Carbon dioxide (CO₂ ), methane (CH₄ ), and nitrous oxide (N₂ O) are the three most important greenhouse gases (GHGs), and all show large uncertainties in their atmospheric budgets. Soils of natural and managed ecosystems play an extremely important role in modulating their atmospheric abundance. Mechanisms underlying the exchange of these GHGs at the soil-atmosphere interface are often assumed to be exclusively microbe-mediated (M-GHGs). We argue that it is a widespread phenomenon for soil systems to produce GHGs through nonmicrobial pathways (NM-GHGs) based on a review of the available evidence accumulated over the past half century. We find that five categories of mechanistic process, including photodegradation, thermal degradation, reactive oxidative species (ROS) oxidation, extracellular oxidative metabolism (EXOMET), and inorganic chemical reactions, can be identified as accounting for their production. These pathways are intricately coupled among themselves and with M-GHGs production and are subject to strong influences from regional and global change agents including, among others, climate warming, solar radiation, and alterations of atmospheric components.

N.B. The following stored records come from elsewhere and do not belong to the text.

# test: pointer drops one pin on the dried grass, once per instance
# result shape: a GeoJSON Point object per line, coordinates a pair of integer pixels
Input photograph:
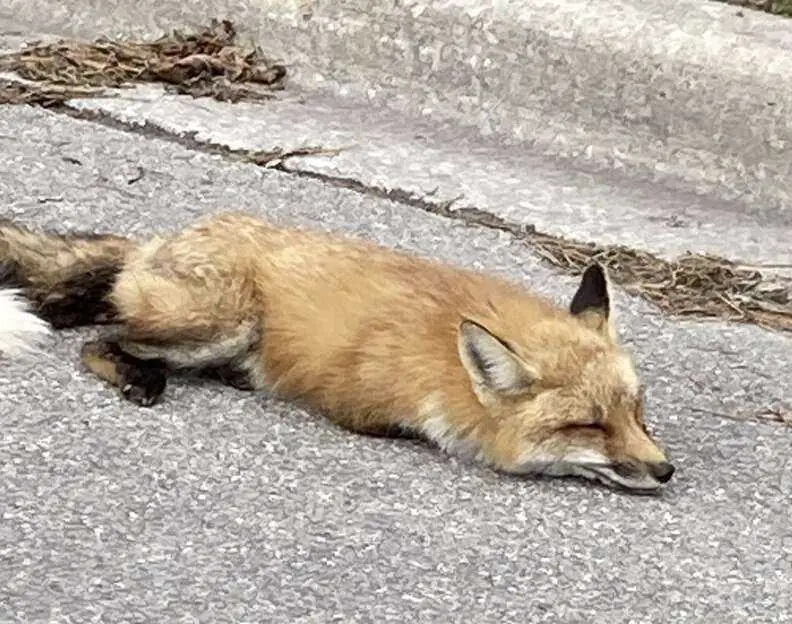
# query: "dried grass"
{"type": "Point", "coordinates": [208, 63]}
{"type": "Point", "coordinates": [694, 285]}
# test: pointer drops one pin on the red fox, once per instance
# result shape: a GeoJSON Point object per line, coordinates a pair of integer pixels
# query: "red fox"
{"type": "Point", "coordinates": [381, 342]}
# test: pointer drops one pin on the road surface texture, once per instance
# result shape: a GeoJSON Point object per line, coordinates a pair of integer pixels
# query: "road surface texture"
{"type": "Point", "coordinates": [219, 506]}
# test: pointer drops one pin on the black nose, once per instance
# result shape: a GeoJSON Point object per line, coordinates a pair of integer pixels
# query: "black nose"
{"type": "Point", "coordinates": [662, 471]}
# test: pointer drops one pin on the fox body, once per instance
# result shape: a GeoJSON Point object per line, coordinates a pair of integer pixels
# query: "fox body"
{"type": "Point", "coordinates": [379, 341]}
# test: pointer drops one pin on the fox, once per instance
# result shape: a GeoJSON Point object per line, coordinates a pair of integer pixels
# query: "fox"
{"type": "Point", "coordinates": [379, 341]}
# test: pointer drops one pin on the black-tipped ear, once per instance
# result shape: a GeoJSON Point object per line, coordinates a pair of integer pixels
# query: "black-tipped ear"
{"type": "Point", "coordinates": [591, 303]}
{"type": "Point", "coordinates": [592, 294]}
{"type": "Point", "coordinates": [491, 364]}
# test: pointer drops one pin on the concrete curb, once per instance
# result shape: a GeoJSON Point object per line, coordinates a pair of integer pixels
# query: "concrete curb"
{"type": "Point", "coordinates": [698, 94]}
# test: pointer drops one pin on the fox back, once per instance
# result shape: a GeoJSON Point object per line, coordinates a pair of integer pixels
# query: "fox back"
{"type": "Point", "coordinates": [375, 339]}
{"type": "Point", "coordinates": [476, 363]}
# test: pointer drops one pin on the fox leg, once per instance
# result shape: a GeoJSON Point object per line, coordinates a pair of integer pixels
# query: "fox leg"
{"type": "Point", "coordinates": [140, 381]}
{"type": "Point", "coordinates": [183, 307]}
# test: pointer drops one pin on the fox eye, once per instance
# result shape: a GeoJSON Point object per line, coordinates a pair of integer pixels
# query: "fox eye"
{"type": "Point", "coordinates": [591, 426]}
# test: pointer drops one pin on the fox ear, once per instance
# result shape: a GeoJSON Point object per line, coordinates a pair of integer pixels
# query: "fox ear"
{"type": "Point", "coordinates": [591, 303]}
{"type": "Point", "coordinates": [491, 363]}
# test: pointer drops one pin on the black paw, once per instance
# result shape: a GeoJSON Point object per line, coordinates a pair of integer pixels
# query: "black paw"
{"type": "Point", "coordinates": [142, 385]}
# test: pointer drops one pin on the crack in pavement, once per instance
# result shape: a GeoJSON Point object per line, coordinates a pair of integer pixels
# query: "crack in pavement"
{"type": "Point", "coordinates": [693, 285]}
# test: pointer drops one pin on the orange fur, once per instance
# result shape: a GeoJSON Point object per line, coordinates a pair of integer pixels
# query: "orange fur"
{"type": "Point", "coordinates": [378, 340]}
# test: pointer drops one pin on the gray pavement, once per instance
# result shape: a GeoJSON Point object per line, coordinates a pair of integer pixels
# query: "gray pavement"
{"type": "Point", "coordinates": [694, 93]}
{"type": "Point", "coordinates": [219, 506]}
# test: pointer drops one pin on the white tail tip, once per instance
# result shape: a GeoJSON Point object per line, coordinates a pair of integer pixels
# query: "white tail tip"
{"type": "Point", "coordinates": [21, 331]}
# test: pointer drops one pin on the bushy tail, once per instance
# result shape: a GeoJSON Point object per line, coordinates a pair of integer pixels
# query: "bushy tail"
{"type": "Point", "coordinates": [64, 277]}
{"type": "Point", "coordinates": [21, 331]}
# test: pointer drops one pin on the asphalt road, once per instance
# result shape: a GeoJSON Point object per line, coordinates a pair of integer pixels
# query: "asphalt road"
{"type": "Point", "coordinates": [218, 506]}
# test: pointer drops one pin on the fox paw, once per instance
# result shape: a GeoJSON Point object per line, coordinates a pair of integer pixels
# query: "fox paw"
{"type": "Point", "coordinates": [142, 385]}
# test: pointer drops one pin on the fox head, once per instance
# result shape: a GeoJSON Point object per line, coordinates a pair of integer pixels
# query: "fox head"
{"type": "Point", "coordinates": [563, 398]}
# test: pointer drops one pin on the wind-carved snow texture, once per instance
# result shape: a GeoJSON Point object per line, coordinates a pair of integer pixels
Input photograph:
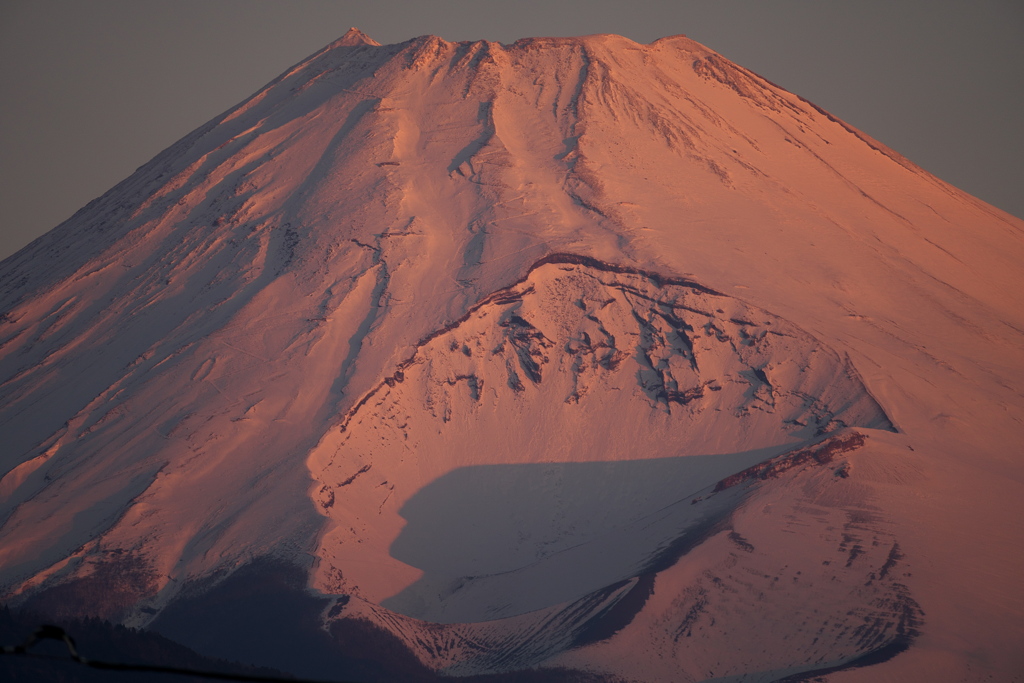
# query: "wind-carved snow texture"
{"type": "Point", "coordinates": [190, 374]}
{"type": "Point", "coordinates": [577, 425]}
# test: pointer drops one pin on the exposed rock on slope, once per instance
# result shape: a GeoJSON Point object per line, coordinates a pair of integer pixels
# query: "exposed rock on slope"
{"type": "Point", "coordinates": [542, 354]}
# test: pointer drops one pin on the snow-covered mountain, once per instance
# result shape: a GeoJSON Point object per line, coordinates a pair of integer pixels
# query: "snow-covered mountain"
{"type": "Point", "coordinates": [564, 355]}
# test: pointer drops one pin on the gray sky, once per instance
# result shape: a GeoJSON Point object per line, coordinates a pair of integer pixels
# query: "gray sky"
{"type": "Point", "coordinates": [91, 90]}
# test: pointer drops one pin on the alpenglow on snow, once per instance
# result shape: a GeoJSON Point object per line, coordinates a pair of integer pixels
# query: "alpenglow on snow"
{"type": "Point", "coordinates": [568, 358]}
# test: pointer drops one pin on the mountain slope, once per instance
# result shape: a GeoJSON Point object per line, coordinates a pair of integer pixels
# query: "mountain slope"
{"type": "Point", "coordinates": [472, 333]}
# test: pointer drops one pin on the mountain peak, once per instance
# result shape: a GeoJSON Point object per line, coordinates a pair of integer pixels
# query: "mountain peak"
{"type": "Point", "coordinates": [353, 37]}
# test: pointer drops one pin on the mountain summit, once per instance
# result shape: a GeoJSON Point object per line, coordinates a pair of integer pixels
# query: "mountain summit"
{"type": "Point", "coordinates": [566, 355]}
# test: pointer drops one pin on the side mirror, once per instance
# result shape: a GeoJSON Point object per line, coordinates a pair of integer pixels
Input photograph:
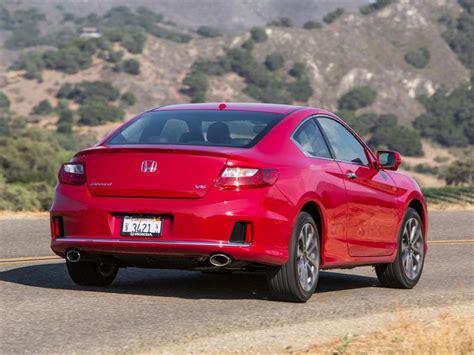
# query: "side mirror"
{"type": "Point", "coordinates": [388, 159]}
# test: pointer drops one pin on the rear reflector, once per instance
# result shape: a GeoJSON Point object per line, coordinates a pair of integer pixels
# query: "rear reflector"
{"type": "Point", "coordinates": [72, 174]}
{"type": "Point", "coordinates": [236, 177]}
{"type": "Point", "coordinates": [57, 227]}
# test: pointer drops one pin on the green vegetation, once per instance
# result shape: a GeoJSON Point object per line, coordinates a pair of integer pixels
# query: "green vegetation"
{"type": "Point", "coordinates": [4, 101]}
{"type": "Point", "coordinates": [375, 6]}
{"type": "Point", "coordinates": [449, 195]}
{"type": "Point", "coordinates": [129, 66]}
{"type": "Point", "coordinates": [358, 97]}
{"type": "Point", "coordinates": [312, 25]}
{"type": "Point", "coordinates": [419, 57]}
{"type": "Point", "coordinates": [97, 111]}
{"type": "Point", "coordinates": [449, 117]}
{"type": "Point", "coordinates": [274, 61]}
{"type": "Point", "coordinates": [383, 132]}
{"type": "Point", "coordinates": [43, 108]}
{"type": "Point", "coordinates": [258, 34]}
{"type": "Point", "coordinates": [207, 31]}
{"type": "Point", "coordinates": [128, 99]}
{"type": "Point", "coordinates": [65, 122]}
{"type": "Point", "coordinates": [459, 34]}
{"type": "Point", "coordinates": [387, 134]}
{"type": "Point", "coordinates": [281, 22]}
{"type": "Point", "coordinates": [332, 16]}
{"type": "Point", "coordinates": [29, 162]}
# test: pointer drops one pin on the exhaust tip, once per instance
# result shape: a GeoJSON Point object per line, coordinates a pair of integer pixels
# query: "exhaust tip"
{"type": "Point", "coordinates": [73, 256]}
{"type": "Point", "coordinates": [220, 260]}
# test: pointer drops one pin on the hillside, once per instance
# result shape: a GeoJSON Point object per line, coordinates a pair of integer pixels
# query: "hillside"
{"type": "Point", "coordinates": [398, 71]}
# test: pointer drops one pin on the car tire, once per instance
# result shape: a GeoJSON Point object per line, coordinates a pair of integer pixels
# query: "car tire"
{"type": "Point", "coordinates": [85, 273]}
{"type": "Point", "coordinates": [406, 269]}
{"type": "Point", "coordinates": [287, 282]}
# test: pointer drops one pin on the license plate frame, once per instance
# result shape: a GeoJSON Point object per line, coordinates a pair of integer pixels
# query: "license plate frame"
{"type": "Point", "coordinates": [134, 226]}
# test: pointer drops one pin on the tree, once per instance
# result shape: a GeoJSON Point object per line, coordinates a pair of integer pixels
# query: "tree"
{"type": "Point", "coordinates": [65, 122]}
{"type": "Point", "coordinates": [360, 96]}
{"type": "Point", "coordinates": [332, 16]}
{"type": "Point", "coordinates": [274, 61]}
{"type": "Point", "coordinates": [4, 101]}
{"type": "Point", "coordinates": [258, 34]}
{"type": "Point", "coordinates": [300, 90]}
{"type": "Point", "coordinates": [96, 111]}
{"type": "Point", "coordinates": [208, 31]}
{"type": "Point", "coordinates": [419, 58]}
{"type": "Point", "coordinates": [43, 108]}
{"type": "Point", "coordinates": [298, 70]}
{"type": "Point", "coordinates": [128, 99]}
{"type": "Point", "coordinates": [131, 66]}
{"type": "Point", "coordinates": [312, 25]}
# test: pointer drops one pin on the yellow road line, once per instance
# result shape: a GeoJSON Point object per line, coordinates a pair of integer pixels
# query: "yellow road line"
{"type": "Point", "coordinates": [28, 259]}
{"type": "Point", "coordinates": [451, 242]}
{"type": "Point", "coordinates": [32, 259]}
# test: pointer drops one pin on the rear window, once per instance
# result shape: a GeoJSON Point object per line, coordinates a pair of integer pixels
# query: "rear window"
{"type": "Point", "coordinates": [198, 127]}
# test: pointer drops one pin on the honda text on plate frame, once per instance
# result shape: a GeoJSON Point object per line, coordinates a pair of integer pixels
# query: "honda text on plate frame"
{"type": "Point", "coordinates": [285, 189]}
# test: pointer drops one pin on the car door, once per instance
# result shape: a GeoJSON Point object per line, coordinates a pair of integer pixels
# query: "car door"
{"type": "Point", "coordinates": [371, 194]}
{"type": "Point", "coordinates": [324, 177]}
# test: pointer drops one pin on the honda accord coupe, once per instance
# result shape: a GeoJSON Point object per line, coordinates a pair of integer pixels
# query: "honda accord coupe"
{"type": "Point", "coordinates": [282, 189]}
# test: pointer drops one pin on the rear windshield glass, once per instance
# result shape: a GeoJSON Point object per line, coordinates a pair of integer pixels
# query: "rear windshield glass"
{"type": "Point", "coordinates": [197, 127]}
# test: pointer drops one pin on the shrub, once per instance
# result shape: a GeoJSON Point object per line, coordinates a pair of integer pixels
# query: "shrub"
{"type": "Point", "coordinates": [88, 89]}
{"type": "Point", "coordinates": [419, 58]}
{"type": "Point", "coordinates": [43, 108]}
{"type": "Point", "coordinates": [387, 134]}
{"type": "Point", "coordinates": [65, 122]}
{"type": "Point", "coordinates": [375, 6]}
{"type": "Point", "coordinates": [274, 61]}
{"type": "Point", "coordinates": [332, 16]}
{"type": "Point", "coordinates": [312, 25]}
{"type": "Point", "coordinates": [300, 90]}
{"type": "Point", "coordinates": [282, 22]}
{"type": "Point", "coordinates": [207, 31]}
{"type": "Point", "coordinates": [131, 66]}
{"type": "Point", "coordinates": [298, 70]}
{"type": "Point", "coordinates": [449, 117]}
{"type": "Point", "coordinates": [4, 101]}
{"type": "Point", "coordinates": [248, 44]}
{"type": "Point", "coordinates": [96, 111]}
{"type": "Point", "coordinates": [128, 99]}
{"type": "Point", "coordinates": [258, 34]}
{"type": "Point", "coordinates": [360, 96]}
{"type": "Point", "coordinates": [196, 82]}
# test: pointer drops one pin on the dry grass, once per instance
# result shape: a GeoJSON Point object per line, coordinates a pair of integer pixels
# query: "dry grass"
{"type": "Point", "coordinates": [444, 335]}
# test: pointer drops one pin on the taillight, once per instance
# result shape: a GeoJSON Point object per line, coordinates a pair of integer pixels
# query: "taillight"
{"type": "Point", "coordinates": [72, 174]}
{"type": "Point", "coordinates": [235, 177]}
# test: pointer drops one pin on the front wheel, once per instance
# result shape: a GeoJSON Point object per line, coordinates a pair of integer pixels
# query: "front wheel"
{"type": "Point", "coordinates": [86, 273]}
{"type": "Point", "coordinates": [296, 281]}
{"type": "Point", "coordinates": [406, 269]}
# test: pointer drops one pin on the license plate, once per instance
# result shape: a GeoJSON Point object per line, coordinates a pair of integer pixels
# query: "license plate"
{"type": "Point", "coordinates": [141, 227]}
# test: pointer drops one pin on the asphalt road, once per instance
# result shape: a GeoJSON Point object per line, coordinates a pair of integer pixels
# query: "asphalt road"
{"type": "Point", "coordinates": [42, 311]}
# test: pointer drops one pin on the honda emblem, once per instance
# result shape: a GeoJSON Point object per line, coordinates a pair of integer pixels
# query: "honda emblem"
{"type": "Point", "coordinates": [149, 166]}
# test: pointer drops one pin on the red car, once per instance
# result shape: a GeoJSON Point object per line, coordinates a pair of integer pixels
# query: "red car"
{"type": "Point", "coordinates": [222, 187]}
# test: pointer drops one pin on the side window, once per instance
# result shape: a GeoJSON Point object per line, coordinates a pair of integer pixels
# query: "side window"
{"type": "Point", "coordinates": [346, 147]}
{"type": "Point", "coordinates": [311, 140]}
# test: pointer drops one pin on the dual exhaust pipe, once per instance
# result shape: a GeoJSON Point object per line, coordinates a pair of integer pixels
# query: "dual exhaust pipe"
{"type": "Point", "coordinates": [220, 260]}
{"type": "Point", "coordinates": [217, 260]}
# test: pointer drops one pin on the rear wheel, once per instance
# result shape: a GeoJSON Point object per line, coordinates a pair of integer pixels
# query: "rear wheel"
{"type": "Point", "coordinates": [296, 280]}
{"type": "Point", "coordinates": [406, 269]}
{"type": "Point", "coordinates": [86, 273]}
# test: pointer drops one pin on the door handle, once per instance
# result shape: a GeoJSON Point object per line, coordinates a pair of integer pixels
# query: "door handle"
{"type": "Point", "coordinates": [351, 175]}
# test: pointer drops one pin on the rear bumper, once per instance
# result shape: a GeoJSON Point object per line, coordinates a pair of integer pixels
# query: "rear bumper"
{"type": "Point", "coordinates": [192, 228]}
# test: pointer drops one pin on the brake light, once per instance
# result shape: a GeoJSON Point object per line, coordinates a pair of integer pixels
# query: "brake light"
{"type": "Point", "coordinates": [235, 177]}
{"type": "Point", "coordinates": [72, 174]}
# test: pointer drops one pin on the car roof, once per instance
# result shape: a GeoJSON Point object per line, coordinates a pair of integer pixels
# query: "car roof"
{"type": "Point", "coordinates": [234, 106]}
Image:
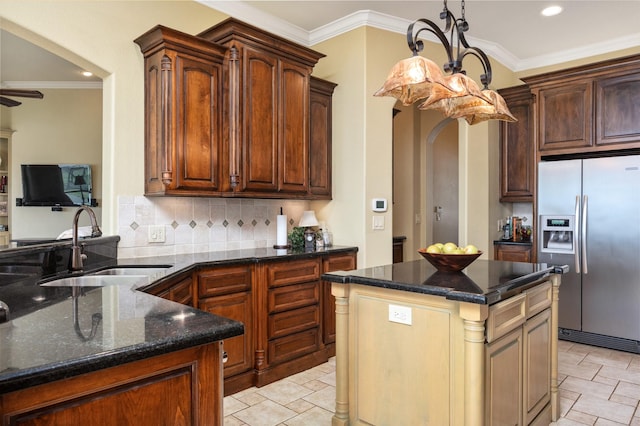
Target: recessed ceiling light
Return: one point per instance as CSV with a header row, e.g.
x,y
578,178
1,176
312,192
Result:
x,y
551,11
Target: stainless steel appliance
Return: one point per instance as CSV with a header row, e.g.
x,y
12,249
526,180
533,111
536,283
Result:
x,y
589,219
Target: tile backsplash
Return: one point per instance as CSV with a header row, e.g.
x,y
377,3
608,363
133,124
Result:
x,y
193,225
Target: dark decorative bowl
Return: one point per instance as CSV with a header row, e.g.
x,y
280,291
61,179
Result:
x,y
449,262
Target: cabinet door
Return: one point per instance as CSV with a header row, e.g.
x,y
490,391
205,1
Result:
x,y
199,124
503,370
259,138
320,138
293,119
618,110
537,364
239,348
565,116
517,148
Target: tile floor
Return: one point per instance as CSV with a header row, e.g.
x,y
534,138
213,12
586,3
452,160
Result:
x,y
598,387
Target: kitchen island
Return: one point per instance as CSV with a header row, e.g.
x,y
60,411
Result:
x,y
417,346
126,356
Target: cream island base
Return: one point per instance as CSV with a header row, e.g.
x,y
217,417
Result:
x,y
445,362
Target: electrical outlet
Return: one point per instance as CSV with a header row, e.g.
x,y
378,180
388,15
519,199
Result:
x,y
156,234
400,314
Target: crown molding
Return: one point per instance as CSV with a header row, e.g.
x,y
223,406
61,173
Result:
x,y
251,15
52,85
254,16
580,53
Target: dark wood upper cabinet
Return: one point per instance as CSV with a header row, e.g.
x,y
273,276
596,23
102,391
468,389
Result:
x,y
565,116
231,112
618,109
517,147
589,109
320,138
271,99
183,113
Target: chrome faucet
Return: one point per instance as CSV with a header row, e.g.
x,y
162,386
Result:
x,y
76,251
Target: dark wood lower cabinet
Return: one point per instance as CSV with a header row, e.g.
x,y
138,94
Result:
x,y
179,388
513,252
287,310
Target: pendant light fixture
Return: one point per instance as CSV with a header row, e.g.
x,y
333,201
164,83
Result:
x,y
454,94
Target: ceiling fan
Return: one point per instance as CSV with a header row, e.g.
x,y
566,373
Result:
x,y
17,93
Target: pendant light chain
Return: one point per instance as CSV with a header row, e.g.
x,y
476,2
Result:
x,y
452,93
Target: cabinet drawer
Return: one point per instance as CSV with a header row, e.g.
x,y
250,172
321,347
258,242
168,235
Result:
x,y
344,262
285,323
293,346
512,252
225,280
538,299
285,273
293,296
506,316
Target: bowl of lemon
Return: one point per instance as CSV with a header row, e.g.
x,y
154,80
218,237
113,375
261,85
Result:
x,y
449,257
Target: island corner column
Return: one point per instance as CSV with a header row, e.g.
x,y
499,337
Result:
x,y
555,398
341,293
474,316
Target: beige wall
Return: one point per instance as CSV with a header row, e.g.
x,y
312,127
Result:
x,y
99,36
64,127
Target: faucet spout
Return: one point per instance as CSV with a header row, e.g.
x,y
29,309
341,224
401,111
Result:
x,y
76,252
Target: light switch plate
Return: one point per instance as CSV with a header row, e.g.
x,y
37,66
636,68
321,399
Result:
x,y
400,314
378,222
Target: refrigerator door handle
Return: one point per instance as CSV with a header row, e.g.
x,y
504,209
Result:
x,y
584,234
576,257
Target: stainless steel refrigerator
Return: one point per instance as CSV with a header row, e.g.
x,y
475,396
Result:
x,y
589,219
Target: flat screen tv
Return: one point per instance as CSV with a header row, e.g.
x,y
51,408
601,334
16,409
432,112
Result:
x,y
56,184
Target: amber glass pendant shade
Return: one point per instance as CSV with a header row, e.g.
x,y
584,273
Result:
x,y
463,93
496,110
413,79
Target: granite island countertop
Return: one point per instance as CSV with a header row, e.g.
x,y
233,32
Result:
x,y
54,334
482,282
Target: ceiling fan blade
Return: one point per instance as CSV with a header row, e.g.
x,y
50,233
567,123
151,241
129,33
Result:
x,y
8,102
22,93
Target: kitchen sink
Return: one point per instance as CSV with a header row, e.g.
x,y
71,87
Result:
x,y
133,270
98,281
135,275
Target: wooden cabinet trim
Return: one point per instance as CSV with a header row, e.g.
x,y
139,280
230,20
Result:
x,y
506,316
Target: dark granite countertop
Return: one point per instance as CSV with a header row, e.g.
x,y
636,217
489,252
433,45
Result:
x,y
55,333
482,282
511,242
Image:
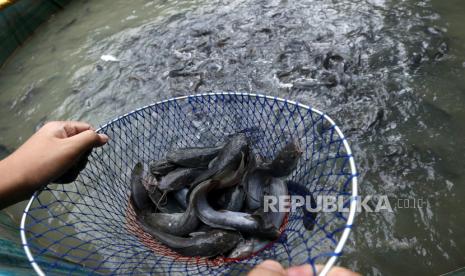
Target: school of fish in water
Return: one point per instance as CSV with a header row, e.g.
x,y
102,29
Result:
x,y
207,202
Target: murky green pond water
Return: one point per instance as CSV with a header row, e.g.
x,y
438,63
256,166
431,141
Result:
x,y
390,72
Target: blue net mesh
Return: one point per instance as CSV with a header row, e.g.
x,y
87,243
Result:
x,y
89,227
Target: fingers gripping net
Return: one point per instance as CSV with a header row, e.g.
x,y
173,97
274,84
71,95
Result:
x,y
89,227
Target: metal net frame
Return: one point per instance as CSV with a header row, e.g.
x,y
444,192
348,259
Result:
x,y
88,226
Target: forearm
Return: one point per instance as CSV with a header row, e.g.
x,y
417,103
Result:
x,y
14,186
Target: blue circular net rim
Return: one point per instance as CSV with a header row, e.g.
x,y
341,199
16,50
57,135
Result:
x,y
354,198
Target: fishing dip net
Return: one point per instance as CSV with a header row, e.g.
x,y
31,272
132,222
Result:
x,y
89,226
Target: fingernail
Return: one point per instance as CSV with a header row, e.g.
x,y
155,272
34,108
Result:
x,y
104,137
272,265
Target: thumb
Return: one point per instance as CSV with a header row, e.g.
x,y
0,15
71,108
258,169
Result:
x,y
87,140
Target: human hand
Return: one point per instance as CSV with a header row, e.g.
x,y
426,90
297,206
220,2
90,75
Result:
x,y
55,153
272,268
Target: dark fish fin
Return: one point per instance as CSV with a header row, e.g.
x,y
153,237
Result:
x,y
139,196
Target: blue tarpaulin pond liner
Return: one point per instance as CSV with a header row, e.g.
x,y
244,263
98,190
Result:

Preliminary estimates have suggested that NM-GHGs could play key roles in contributing to budgets of GHGs in the arid regions, whereas their global importance would be enhanced with accelerated global environmental changes. Therefore, more research should be undertaken, with a differentiation between NM-GHGs and M-GHGs, to further elucidate the underlying mechanisms, to investigate the impacts of various global change agents, and to quantify their contributions to regional and global GHGs budgets. These efforts will contribute to a more complete understanding of global carbon and nitrogen cycling and a reduction in the uncertainty of carbon-climate feedbacks in the Earth system.